Em geral, candidatos que vêm muito atrás não gostam de ler análises tão peremptórias, mas aqui temos que ser realistas e pragmáticos. Não dá para brigar com os números. E todos os números do levantamento, assim como os do anterior em Linhares, reforçam a mesma conclusão. Poderíamos até abrir margem para um “talvez”, um “se bem que”, um “a menos que”, se houvesse algum dado nesse sentido. Mas não há uma só informação na amostragem que configure o mínimo sinal de que o quadro eleitoral em Linhares possa virar de ponta-cabeça em pouco mais de 48 horas.
Ao contrário: o quadro está estagnado e cristalizado. O cenário da pesquisa desta quinta-feira (12) é praticamente o mesmo aferido pela
primeira pesquisa Ibope/Rede Gazeta em Linhares, publicada em 25 de outubro, com ligeiras oscilações (todas dentro da margem de erro, de cinco pontos para mais ou para menos). Assim, nenhum dos adversários de Guerino mostrou poder de reação nas últimas três semanas.
Na primeira pesquisa, o atual prefeito já concentrava 66% dos votos válidos, contra 12% do segundo colocado, o advogado Lucas Scaramussa (DC), ex-aliado de Guerino: uma vantagem de 54 pontos. Agora, Guerino tem 64% contra 16% de Scaramussa. A vantagem caiu seis pontinhos, mas manteve-se no patamar absurdo de 48 pontos percentuais (de novo: a três dias do pleito). Se Sacaramussa conseguir tirar uma vantagem de quase 50 pontos em tão pouco tempo, será o testemunho de um “milagre eleitoral”.
Nunca é demais lembrar que em Linhares não há 2º turno.
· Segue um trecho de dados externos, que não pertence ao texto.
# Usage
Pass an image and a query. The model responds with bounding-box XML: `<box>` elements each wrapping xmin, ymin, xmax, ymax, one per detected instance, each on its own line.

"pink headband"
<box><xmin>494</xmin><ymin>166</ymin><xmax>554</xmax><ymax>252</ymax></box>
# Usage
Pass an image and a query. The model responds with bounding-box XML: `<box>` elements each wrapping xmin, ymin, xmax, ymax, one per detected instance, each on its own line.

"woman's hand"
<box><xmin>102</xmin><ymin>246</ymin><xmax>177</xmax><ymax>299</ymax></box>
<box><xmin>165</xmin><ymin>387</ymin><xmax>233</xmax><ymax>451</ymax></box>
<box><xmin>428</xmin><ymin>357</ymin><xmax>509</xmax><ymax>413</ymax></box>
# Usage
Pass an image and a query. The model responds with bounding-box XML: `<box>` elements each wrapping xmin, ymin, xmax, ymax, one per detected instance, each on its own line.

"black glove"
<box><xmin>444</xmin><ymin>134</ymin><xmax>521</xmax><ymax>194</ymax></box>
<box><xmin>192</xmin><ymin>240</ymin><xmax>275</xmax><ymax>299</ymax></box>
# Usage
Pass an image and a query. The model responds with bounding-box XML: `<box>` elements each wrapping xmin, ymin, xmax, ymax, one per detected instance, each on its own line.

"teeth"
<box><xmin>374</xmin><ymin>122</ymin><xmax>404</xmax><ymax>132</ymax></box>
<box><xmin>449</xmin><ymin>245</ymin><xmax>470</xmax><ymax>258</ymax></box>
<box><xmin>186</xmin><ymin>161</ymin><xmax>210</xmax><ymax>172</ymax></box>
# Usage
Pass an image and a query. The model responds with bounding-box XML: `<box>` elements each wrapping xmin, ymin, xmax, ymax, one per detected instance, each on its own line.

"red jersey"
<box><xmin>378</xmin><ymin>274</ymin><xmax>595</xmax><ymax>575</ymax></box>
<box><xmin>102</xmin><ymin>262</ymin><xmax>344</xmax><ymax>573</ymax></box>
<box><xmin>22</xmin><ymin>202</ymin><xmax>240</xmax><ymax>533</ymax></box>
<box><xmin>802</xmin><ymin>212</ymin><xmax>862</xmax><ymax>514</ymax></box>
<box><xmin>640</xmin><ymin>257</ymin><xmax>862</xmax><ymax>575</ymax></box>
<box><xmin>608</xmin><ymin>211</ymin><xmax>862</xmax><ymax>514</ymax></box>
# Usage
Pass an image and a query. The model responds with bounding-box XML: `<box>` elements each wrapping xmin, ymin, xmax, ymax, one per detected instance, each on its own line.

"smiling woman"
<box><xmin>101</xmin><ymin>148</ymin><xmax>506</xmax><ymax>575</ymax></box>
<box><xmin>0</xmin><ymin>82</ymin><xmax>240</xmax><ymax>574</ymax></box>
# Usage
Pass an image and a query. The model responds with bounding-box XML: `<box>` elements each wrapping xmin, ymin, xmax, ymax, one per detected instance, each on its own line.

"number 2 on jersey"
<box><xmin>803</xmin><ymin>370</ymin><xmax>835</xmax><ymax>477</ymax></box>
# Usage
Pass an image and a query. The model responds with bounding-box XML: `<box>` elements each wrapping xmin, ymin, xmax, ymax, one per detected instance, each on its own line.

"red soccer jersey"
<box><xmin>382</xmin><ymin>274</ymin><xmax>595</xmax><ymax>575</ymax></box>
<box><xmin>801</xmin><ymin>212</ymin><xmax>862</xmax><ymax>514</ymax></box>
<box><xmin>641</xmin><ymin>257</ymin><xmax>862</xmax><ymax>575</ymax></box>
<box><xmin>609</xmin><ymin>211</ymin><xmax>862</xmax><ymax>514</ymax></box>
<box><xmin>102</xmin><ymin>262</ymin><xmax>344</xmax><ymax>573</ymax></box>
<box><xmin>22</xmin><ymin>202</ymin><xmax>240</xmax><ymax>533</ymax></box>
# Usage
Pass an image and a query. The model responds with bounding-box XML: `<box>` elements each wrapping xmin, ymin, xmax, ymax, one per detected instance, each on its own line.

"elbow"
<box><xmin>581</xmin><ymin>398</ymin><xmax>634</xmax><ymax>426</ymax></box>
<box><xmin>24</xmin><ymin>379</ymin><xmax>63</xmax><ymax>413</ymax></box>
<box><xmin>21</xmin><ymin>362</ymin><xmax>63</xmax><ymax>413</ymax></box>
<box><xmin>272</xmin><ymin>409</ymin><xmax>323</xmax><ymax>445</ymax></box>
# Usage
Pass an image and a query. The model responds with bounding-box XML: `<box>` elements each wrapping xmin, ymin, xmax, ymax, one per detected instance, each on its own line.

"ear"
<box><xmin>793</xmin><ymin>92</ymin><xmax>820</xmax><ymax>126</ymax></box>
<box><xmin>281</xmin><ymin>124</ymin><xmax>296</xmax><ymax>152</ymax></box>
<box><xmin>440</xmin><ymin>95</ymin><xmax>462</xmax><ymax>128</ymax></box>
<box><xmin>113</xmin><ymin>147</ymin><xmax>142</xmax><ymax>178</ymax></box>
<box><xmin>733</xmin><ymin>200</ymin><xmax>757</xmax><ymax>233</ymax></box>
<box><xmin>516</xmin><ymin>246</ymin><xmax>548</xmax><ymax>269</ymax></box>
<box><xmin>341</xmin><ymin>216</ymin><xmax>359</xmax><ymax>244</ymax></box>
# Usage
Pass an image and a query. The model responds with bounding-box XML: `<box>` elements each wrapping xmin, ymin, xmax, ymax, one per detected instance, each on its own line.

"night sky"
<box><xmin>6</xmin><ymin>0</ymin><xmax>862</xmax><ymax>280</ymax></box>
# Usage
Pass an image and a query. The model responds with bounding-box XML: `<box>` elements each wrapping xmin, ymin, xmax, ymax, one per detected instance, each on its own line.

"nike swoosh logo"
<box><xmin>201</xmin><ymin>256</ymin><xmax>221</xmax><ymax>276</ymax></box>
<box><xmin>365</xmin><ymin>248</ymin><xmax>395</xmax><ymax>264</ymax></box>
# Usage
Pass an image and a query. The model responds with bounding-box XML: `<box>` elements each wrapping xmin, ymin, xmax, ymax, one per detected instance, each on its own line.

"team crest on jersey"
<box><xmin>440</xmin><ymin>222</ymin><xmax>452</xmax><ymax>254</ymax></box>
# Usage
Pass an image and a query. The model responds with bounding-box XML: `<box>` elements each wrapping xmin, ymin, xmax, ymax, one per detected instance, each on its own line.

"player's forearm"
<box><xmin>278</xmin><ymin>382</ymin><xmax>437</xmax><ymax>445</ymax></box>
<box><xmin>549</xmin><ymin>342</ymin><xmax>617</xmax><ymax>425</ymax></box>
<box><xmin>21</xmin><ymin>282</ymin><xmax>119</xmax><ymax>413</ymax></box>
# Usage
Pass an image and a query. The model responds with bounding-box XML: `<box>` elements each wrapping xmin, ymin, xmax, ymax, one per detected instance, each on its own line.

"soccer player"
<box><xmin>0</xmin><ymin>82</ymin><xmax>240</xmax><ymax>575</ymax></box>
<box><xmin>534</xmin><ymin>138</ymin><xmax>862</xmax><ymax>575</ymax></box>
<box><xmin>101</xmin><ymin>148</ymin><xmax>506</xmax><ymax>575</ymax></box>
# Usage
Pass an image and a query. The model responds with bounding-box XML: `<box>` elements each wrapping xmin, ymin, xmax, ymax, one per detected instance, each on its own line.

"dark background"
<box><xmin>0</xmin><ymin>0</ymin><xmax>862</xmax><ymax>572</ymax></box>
Em qualquer hipótese (salvo alguma questão jurídica não prevista), a eleição acaba nesse domingo. Assim, para Guerino conseguir se reeleger, ele nem sequer precisa alcançar 50% + 1 dos votos válidos. Basta-lhe atingir mais votos que o segundo colocado.
E aí saltamos para outro dado da pesquisa que joga ainda mais água fria na esperança de qualquer adversário. Na intenção espontânea de votos (quando os entrevistados respondem em quem pretendem votar sem ver a lista com todos os candidatos), Guerino atinge mais da metade das menções (52%). Isso indica que é um voto muito consolidado na cabeça da maior parte dos eleitores linharenses.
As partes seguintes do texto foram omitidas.